А в то же утро музыкант-виртуоз и не чуял, какая беда стряхивалась на его приятеля и какая гроза надвигалась и на него, самозванца, по ребяческой беззаботности и смелости. Музыкант не чувствовал себя виноватым ни пред кем, и совесть его была не только совершенно спокойна, но он даже восхищался своей предприимчивостью.

Молодой и красивый, талантливый и даровитый, но полуграмотный и невоспитанный артист-музыкант был, собственно, дитя малое, доброе и неразумное, но с искрой Божьей в душе.

Когда он держал скрипку и смычок в руках и, опустив глаза в землю, как бы умирал для всего окружающего мира и возрождался вновь в мире звуков, в мире иных, высших помыслов и чувств, а не обыденных людских похотей и вожделений – он перерождался… Он чуял, что в нем есть что-то, чего нет у них у всех… Когда же его скрипка и смычок лежали в своем футляре под ключом – и дивные звуки не хотели ни улечься в футляре около скрипки, ни умоститься на сердце или в голове виртуоза и прельщать оттуда людей. Они таинственной невидимкой скрывались и витали в мире Божием, в ожидании, что их вновь вызовут и исторгнут из струн, натянутых на какой-то деревянной коробке, – за это время творец дивных ощущений был простой бедняк, который плотно ел, напивался, как губка, и спал сном праведников.

Самородок и самоучка – Юзеф Шмитгоф сказывался то немцем, то поляком, но в действительности был еврей. Отец его, портной и часовщик вместе, неизвестно когда перебрался в Вильно из своего родного города Франнфурта-на-Майне и тотчас перешел в католицизм и стал верноподданным королей польских вместе с женой и двумя детьми.

Авраам Шмитгоф был если не виртуоз на каком-либо инструменте, то был истинный виртуоз в создании своего благополучия, общественного положения, состояния…
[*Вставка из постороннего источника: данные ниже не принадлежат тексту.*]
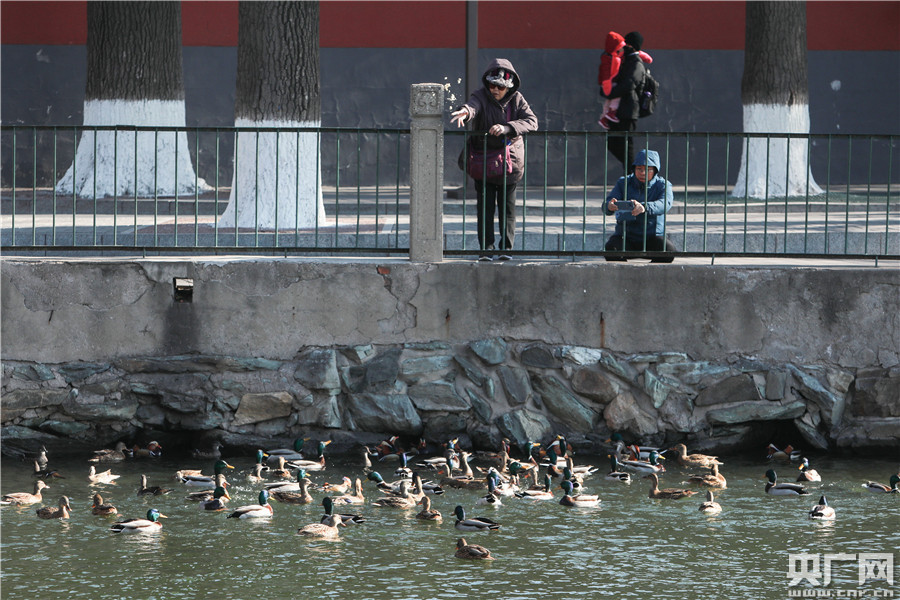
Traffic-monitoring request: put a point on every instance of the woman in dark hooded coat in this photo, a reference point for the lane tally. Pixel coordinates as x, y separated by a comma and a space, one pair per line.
499, 111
Недолго он кроил и чинил кафтаны и камзолы или разбирал и чинил часы и орложи пановей и паней виленских… Через десять лет он был любимцем могущественного магната князя Радзивилла и, справив ему много тайных и важных поручений, получил в награду патент на капитана и стал, стало быть, шляхтич или дворянин. Именитый и щедрый крез своего времени «пане коханку» произвел в дворяне, пользуясь своим правом князя Священной Римской империи, такое многое множество, что капитан Шмитгоф был явление заурядное. Главный надзиратель над охотой и псарней князя был из прирожденных крымских татар, привезенный Радзивиллу еще татарчонком, стал затем шляхтичем и, наконец, за три тысячи гульденов – и бароном, по патенту владетельного князя Гольштейн-Штирумского.

При смуте и беэурядице во всем королевстве, благодаря тому, что магнаты не хотели признать королем посаженного им насильно на престол дворянина Станислава Понятовского, – всякий пронырливый и ловкий авантюрист и проходимец мог быстро выйти в люди, разбогатеть и иметь даже известное значение.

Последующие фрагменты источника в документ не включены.